I stumbled upon a little trick to help myself earn a tiny bit more income on the side: Medium. Medium.com is a blog publishing site where anyone who has an account (which is free) can write content and get paid.
The way you get paid is to write good content and then readers will “clap” for you to bump up your ranking. Each time someone “claps” for your post, you get paid a little bit of money (like a few pennies).
According to my taxes this year, I was paid about $500 last year for my articles and I wasn’t even posting anything at all. That was from the articles I had uploaded in 2018!
So I had a thought: what about all those blog posts I wrote on that old WordPress site (this one) all those years ago? I wondered if Medium would import those old blog posts and keep the actual date they were written in place.
Well… it does.
I experimented with my original blog post “Tolkien’s 10 Tips for Writers”, a blog post that has been ripped off on many other websites including EssayMama who published it in 2014 (even though it was written by YOURS TRULY in 2012). They credit this blog, but it is ripped completely from my original post without permission. What do you expect from a website that writes original essays for paying clients who don’t want to do their own work?

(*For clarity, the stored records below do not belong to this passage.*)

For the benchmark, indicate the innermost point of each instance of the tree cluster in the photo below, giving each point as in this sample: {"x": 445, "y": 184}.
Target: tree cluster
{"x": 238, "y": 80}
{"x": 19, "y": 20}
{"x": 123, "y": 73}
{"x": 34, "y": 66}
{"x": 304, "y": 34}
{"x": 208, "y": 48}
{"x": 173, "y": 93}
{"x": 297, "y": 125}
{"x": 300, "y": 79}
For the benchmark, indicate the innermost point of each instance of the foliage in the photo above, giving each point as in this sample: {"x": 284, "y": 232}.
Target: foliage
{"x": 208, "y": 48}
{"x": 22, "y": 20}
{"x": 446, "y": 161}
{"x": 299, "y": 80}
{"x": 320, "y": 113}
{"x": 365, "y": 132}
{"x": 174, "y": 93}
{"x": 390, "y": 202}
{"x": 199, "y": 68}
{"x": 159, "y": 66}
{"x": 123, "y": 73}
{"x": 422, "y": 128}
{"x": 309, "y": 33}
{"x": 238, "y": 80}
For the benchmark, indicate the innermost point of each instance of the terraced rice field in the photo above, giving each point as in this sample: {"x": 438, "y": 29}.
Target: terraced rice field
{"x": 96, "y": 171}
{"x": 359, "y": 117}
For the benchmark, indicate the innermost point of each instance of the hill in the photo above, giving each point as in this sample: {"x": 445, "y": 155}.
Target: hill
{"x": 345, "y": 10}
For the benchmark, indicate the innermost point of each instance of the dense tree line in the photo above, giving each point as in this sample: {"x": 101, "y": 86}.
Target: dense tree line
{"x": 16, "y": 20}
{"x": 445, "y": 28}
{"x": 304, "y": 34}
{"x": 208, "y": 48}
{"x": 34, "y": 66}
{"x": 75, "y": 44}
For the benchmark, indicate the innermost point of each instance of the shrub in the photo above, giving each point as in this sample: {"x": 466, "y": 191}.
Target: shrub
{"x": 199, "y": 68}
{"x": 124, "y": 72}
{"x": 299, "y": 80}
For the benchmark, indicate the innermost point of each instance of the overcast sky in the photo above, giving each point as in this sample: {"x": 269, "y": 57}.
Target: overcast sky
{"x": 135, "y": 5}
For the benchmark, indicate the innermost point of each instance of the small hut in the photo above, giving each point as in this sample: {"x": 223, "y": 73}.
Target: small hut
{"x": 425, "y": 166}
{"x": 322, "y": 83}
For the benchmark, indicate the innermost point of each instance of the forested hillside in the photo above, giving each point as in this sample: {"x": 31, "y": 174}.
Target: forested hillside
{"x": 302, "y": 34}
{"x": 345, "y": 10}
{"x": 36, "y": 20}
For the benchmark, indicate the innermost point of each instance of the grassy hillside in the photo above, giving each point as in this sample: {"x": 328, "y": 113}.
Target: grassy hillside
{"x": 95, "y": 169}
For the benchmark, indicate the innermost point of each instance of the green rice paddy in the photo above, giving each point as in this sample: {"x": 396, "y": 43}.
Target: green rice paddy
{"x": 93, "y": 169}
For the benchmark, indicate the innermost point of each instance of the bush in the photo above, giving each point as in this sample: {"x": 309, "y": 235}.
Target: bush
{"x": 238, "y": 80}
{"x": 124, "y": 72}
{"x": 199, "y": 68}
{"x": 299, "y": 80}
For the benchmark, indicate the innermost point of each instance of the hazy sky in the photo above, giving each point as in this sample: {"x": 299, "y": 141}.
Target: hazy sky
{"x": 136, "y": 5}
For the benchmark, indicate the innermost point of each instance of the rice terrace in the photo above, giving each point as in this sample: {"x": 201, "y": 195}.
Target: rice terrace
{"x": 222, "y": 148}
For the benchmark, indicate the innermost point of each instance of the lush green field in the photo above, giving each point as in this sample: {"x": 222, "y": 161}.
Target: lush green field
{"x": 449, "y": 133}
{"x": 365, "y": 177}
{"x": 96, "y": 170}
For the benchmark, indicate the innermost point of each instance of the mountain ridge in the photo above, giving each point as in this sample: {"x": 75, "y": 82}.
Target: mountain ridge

First, I logged on to Medium and set up an account to be monetized. Just go on over to Medium.com and click “Get Started”. Once you do, sign in with Twitter or Facebook, whichever social media has the most followers. Medium will import all of your followers to your posts on Medium. Next, when setting up your account, you have an option to join the “partner program”. This is where you give them your account information so you can get paid.
Next, go to your blog and find the URL for those blog posts that somehow gained a huge following, perhaps you had one blog post (like my Tolkien post) that bounced around the internet a while.
Click on your picture (profile) and then click “stories”. You may have to write a story on Medium first before you get a “stories” option. I don’t know. I’m doing this after I have already written a few for them.
Then click “Import a Story” and paste in the URL for your original blog post.
After this, you will see the original post date at the bottom of your newly published article. Usually all the images and the text look the same as they do on your original blog post, but you can move them around before you publish your post. Notice that my original post for “Tolkien’s 10 Tips for Writers” was published in 2012, when the EssayMama post was 2014! Take THAT cheaters!